Swasembada pangan Indonesia, justru punya portofolio resiko sangat tinggi ditandai kurang luas sawah di Indonesia. Idealnya kita punya 500 meter per kapita agar swasembada pangan utama atau setara Indonesia harus punya sawah 13,3 juta hektare (ha), sayangnya kita hanya punya 7,1 juta ha. Solusinya perluasan lahan pangan atau food estate secepatnya dan seluas mungkin.
Jika tanpa solusi persis “manajemen sarung”. Jika ditarik ke atas lutut Nampak, tapi jika ditarik ke bawah “burung pipit” nampak. Jika beras dikejar harus swasembada, maka jagung kedelai dan palawija impor makin besar. Lahan sempit inilah jadi sebab petani 49,8% miskin dan rentan miskin (Kemenko PMK). Ironisnya lagi, di mana sentra padi jagung kedelai, di sana serapan raskin tinggi.

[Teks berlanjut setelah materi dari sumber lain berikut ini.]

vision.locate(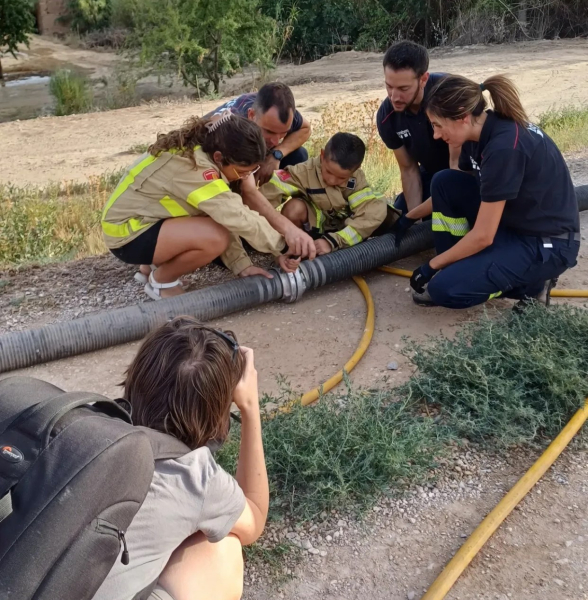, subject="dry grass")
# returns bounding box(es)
[0,172,120,268]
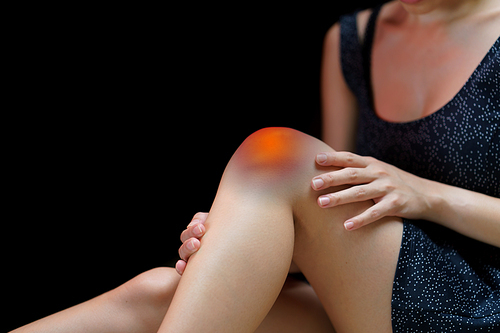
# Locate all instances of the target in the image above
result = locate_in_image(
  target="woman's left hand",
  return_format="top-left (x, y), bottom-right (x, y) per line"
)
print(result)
top-left (311, 152), bottom-right (430, 230)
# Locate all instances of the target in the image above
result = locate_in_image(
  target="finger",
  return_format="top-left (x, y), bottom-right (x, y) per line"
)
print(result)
top-left (311, 168), bottom-right (376, 190)
top-left (175, 260), bottom-right (187, 275)
top-left (316, 151), bottom-right (369, 168)
top-left (181, 223), bottom-right (206, 243)
top-left (179, 238), bottom-right (201, 261)
top-left (188, 212), bottom-right (208, 228)
top-left (344, 201), bottom-right (391, 231)
top-left (318, 184), bottom-right (384, 208)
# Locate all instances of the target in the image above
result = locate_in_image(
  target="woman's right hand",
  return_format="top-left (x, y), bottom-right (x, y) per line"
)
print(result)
top-left (175, 213), bottom-right (208, 275)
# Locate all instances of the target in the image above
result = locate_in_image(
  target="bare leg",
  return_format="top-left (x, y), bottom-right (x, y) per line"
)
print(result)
top-left (255, 278), bottom-right (335, 333)
top-left (11, 268), bottom-right (333, 333)
top-left (12, 268), bottom-right (179, 333)
top-left (159, 128), bottom-right (402, 333)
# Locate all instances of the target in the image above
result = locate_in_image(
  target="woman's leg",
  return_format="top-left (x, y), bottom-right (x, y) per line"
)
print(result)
top-left (255, 277), bottom-right (335, 333)
top-left (12, 268), bottom-right (179, 333)
top-left (159, 128), bottom-right (402, 333)
top-left (11, 267), bottom-right (334, 333)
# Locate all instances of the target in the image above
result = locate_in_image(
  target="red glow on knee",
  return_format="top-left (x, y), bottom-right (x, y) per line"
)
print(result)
top-left (234, 127), bottom-right (299, 171)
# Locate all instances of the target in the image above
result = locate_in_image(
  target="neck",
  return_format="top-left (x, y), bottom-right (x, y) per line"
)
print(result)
top-left (400, 0), bottom-right (500, 25)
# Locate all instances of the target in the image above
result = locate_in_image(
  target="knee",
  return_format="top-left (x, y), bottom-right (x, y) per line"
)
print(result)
top-left (230, 127), bottom-right (330, 181)
top-left (119, 267), bottom-right (180, 307)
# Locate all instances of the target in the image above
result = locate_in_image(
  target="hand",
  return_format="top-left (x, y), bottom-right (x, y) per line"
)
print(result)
top-left (175, 213), bottom-right (208, 275)
top-left (311, 152), bottom-right (430, 230)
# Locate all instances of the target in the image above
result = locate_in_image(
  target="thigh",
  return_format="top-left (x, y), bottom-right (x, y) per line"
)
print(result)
top-left (255, 277), bottom-right (335, 333)
top-left (293, 182), bottom-right (403, 332)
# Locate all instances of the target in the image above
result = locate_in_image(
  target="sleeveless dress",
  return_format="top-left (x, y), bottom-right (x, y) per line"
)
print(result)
top-left (340, 6), bottom-right (500, 332)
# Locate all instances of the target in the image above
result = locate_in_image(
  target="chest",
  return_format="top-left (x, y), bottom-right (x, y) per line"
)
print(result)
top-left (371, 25), bottom-right (498, 122)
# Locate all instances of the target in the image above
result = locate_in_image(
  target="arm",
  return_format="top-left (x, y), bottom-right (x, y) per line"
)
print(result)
top-left (423, 181), bottom-right (500, 247)
top-left (313, 16), bottom-right (500, 247)
top-left (312, 152), bottom-right (500, 247)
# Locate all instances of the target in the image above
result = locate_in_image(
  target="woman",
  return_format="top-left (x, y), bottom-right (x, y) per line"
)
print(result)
top-left (11, 0), bottom-right (500, 333)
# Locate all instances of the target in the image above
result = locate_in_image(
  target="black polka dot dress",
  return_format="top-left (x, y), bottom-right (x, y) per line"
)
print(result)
top-left (340, 7), bottom-right (500, 332)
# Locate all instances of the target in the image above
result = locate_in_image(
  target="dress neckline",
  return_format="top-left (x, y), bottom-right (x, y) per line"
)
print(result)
top-left (362, 6), bottom-right (500, 125)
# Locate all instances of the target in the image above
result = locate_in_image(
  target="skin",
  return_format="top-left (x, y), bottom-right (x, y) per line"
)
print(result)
top-left (10, 0), bottom-right (500, 332)
top-left (176, 0), bottom-right (500, 273)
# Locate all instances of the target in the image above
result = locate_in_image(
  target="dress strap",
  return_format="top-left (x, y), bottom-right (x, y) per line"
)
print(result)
top-left (340, 5), bottom-right (382, 103)
top-left (362, 5), bottom-right (382, 107)
top-left (340, 12), bottom-right (364, 99)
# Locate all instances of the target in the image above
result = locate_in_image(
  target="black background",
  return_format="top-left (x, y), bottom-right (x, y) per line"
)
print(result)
top-left (5, 0), bottom-right (380, 331)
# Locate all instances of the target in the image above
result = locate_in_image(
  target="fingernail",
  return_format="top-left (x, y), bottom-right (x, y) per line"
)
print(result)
top-left (344, 221), bottom-right (354, 230)
top-left (313, 178), bottom-right (325, 189)
top-left (319, 197), bottom-right (330, 206)
top-left (193, 224), bottom-right (203, 236)
top-left (186, 240), bottom-right (196, 251)
top-left (316, 153), bottom-right (327, 164)
top-left (187, 219), bottom-right (201, 228)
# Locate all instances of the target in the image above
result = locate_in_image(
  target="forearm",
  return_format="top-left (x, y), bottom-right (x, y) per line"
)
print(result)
top-left (425, 181), bottom-right (500, 247)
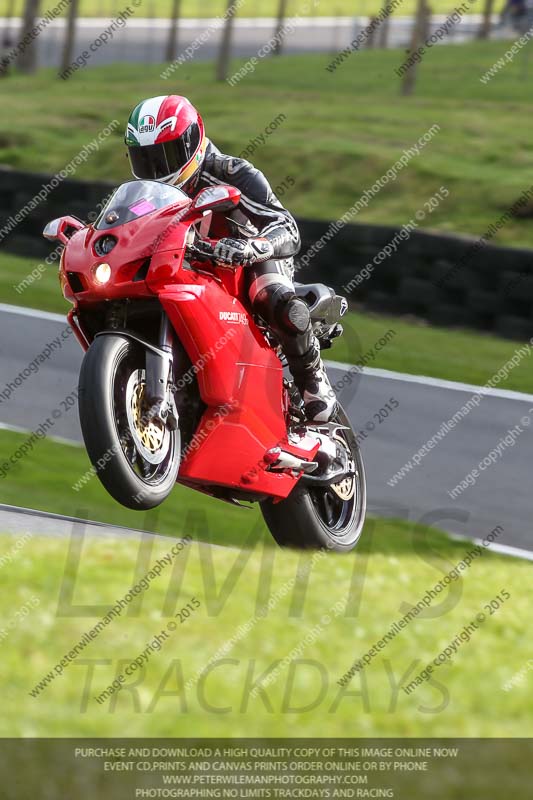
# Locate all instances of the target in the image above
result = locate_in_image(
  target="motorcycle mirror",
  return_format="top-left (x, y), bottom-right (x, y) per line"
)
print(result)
top-left (43, 217), bottom-right (85, 244)
top-left (193, 186), bottom-right (241, 211)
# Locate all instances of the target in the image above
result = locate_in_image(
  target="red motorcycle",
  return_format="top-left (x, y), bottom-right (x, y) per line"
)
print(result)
top-left (44, 181), bottom-right (366, 551)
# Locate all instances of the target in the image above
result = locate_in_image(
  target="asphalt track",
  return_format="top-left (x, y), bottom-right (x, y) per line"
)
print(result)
top-left (0, 14), bottom-right (500, 69)
top-left (0, 306), bottom-right (533, 552)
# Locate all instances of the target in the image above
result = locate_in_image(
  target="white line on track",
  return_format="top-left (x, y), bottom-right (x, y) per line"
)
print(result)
top-left (0, 422), bottom-right (78, 447)
top-left (0, 303), bottom-right (67, 325)
top-left (327, 361), bottom-right (533, 403)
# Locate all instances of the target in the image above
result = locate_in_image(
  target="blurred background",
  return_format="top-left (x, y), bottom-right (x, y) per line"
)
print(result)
top-left (0, 0), bottom-right (533, 736)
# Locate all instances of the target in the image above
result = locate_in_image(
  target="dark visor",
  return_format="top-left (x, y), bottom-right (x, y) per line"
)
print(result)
top-left (128, 125), bottom-right (200, 180)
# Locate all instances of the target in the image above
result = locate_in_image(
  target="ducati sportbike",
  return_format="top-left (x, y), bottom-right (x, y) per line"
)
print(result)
top-left (44, 180), bottom-right (366, 551)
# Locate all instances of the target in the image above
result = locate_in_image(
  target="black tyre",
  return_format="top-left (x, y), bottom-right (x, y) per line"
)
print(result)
top-left (79, 334), bottom-right (180, 511)
top-left (261, 406), bottom-right (366, 553)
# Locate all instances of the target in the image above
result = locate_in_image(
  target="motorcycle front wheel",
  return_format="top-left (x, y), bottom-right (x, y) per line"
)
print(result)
top-left (78, 334), bottom-right (180, 511)
top-left (261, 406), bottom-right (366, 553)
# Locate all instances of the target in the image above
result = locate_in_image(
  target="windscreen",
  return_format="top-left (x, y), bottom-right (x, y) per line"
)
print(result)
top-left (94, 181), bottom-right (189, 231)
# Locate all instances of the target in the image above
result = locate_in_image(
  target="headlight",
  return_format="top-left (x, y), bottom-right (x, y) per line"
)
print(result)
top-left (94, 264), bottom-right (111, 286)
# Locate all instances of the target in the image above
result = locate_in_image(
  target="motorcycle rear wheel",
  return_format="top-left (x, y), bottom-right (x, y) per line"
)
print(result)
top-left (78, 334), bottom-right (180, 511)
top-left (261, 406), bottom-right (366, 553)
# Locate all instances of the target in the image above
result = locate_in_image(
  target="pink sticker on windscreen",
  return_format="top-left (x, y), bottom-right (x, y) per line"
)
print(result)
top-left (128, 200), bottom-right (156, 217)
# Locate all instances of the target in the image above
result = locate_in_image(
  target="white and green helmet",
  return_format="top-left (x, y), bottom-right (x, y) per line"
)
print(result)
top-left (125, 94), bottom-right (207, 186)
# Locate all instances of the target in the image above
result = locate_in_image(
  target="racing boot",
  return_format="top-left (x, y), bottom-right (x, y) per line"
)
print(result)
top-left (286, 336), bottom-right (337, 422)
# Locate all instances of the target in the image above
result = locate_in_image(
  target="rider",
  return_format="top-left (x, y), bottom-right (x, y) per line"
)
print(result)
top-left (125, 95), bottom-right (336, 422)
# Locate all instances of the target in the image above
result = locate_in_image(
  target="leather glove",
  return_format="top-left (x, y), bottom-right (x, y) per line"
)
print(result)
top-left (214, 237), bottom-right (274, 267)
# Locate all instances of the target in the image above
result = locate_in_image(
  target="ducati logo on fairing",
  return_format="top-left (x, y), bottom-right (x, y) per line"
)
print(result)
top-left (218, 311), bottom-right (248, 325)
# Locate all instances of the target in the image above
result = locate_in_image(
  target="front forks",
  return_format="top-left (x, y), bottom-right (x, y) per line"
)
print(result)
top-left (146, 311), bottom-right (178, 430)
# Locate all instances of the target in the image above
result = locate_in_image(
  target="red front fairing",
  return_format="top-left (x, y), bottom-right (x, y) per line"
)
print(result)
top-left (60, 188), bottom-right (319, 498)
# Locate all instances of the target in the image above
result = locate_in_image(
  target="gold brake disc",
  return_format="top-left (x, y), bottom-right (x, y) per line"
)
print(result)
top-left (131, 383), bottom-right (165, 455)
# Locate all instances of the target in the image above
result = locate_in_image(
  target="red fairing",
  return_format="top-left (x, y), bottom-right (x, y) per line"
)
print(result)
top-left (54, 184), bottom-right (319, 499)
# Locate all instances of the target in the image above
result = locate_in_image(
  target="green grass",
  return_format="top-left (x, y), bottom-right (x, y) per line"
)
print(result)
top-left (0, 248), bottom-right (533, 392)
top-left (0, 424), bottom-right (533, 737)
top-left (5, 0), bottom-right (474, 18)
top-left (5, 42), bottom-right (533, 246)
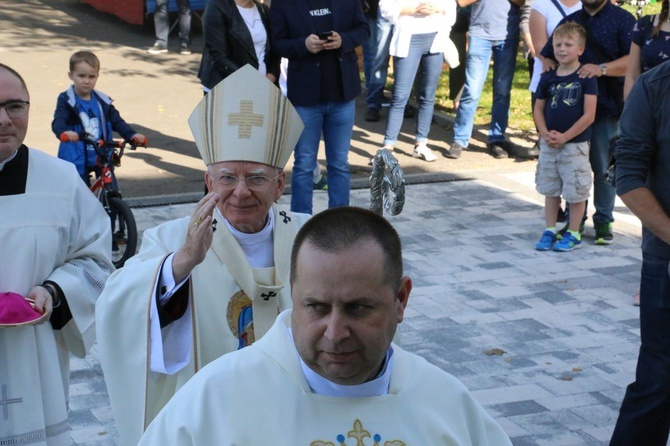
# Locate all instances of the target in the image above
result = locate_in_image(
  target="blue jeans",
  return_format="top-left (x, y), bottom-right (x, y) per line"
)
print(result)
top-left (610, 253), bottom-right (670, 446)
top-left (589, 118), bottom-right (617, 225)
top-left (363, 13), bottom-right (393, 110)
top-left (154, 0), bottom-right (191, 47)
top-left (454, 36), bottom-right (519, 147)
top-left (291, 100), bottom-right (356, 214)
top-left (384, 33), bottom-right (444, 146)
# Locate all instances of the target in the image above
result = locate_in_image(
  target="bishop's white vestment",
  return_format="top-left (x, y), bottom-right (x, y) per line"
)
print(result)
top-left (96, 206), bottom-right (309, 445)
top-left (0, 146), bottom-right (114, 446)
top-left (140, 310), bottom-right (512, 446)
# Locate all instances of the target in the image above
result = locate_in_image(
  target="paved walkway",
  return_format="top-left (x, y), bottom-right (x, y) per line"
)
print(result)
top-left (0, 0), bottom-right (652, 446)
top-left (70, 173), bottom-right (640, 446)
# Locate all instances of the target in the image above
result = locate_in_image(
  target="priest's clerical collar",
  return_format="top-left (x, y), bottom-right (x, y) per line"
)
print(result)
top-left (220, 208), bottom-right (274, 240)
top-left (288, 328), bottom-right (393, 398)
top-left (215, 208), bottom-right (275, 268)
top-left (0, 149), bottom-right (19, 172)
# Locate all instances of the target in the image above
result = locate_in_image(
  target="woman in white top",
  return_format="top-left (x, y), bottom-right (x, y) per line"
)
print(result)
top-left (528, 0), bottom-right (582, 97)
top-left (379, 0), bottom-right (458, 161)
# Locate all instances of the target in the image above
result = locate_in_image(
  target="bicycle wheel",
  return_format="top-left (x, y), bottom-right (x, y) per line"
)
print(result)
top-left (106, 197), bottom-right (137, 268)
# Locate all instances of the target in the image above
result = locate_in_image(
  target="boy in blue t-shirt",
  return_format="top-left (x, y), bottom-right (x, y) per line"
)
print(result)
top-left (51, 51), bottom-right (145, 184)
top-left (533, 22), bottom-right (598, 251)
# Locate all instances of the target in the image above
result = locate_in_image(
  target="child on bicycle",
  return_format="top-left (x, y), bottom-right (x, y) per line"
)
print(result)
top-left (51, 51), bottom-right (144, 184)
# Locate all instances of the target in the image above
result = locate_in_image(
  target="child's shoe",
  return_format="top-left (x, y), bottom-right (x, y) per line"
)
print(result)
top-left (412, 142), bottom-right (437, 163)
top-left (535, 231), bottom-right (556, 251)
top-left (554, 232), bottom-right (582, 252)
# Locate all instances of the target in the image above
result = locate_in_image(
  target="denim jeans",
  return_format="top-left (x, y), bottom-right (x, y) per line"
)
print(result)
top-left (610, 252), bottom-right (670, 446)
top-left (589, 118), bottom-right (617, 225)
top-left (384, 33), bottom-right (444, 146)
top-left (363, 13), bottom-right (393, 110)
top-left (291, 100), bottom-right (356, 214)
top-left (454, 36), bottom-right (519, 147)
top-left (154, 0), bottom-right (191, 47)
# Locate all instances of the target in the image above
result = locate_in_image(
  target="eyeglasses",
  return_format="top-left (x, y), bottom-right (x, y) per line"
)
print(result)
top-left (0, 101), bottom-right (30, 119)
top-left (214, 173), bottom-right (279, 189)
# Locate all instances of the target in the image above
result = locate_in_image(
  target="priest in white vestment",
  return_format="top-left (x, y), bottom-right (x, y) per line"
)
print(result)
top-left (140, 207), bottom-right (512, 446)
top-left (0, 64), bottom-right (114, 446)
top-left (96, 66), bottom-right (309, 445)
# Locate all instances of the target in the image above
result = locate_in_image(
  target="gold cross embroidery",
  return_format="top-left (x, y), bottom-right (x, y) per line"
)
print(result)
top-left (228, 100), bottom-right (264, 139)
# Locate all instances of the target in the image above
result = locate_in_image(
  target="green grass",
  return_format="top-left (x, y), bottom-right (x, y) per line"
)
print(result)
top-left (435, 2), bottom-right (661, 134)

Pemandangan di kelopak mata 49,8% petani miskin dan rentan miskin itulah penyebab kita kehilangan lebih 3 juta KK petani 10 tahun terakhir (Sensus Pertanian, 2023). Itu pula jadi sebab kenapa petani usia di bawah 43 tahun, hanya 23% saja (Sensus Pertanian, 2023). No farmer, No food, No life. Tiada petani, tiada pangan, tiada kehidupan.
Kesimpulan, Bonus Demografi diberdayakan. Caranya bangun SDM pengusaha cipta lapangan kerja. Bangun iklim usaha yang menarik ‘jangan menjengkelkan investor’ beri kemudahan birokrasi. Iklim hilirisasi inovasi agar kompetitif. Agar indeks kemudahan berusaha di Indonesia bukan cuma peringkat ke 6 di Asean dan ke 73 di Dunia.
Jika ada 1% saja pengusaha baru, setara 2,7 juta orang. Maka butuh karyawan 27 juta orang jika indeks hanya 10 orang karyawan per pengusaha. Pengangguran dan TKI jadi nol. Serapan hasil riset yang tidur di lemari, agar bermanfaat kepada masyarakat donatur riset tersebut melalui membayar pajak (APBN). Agar indeks kompleksitas ekonomi tidak cuma peringkat ke 61 saja.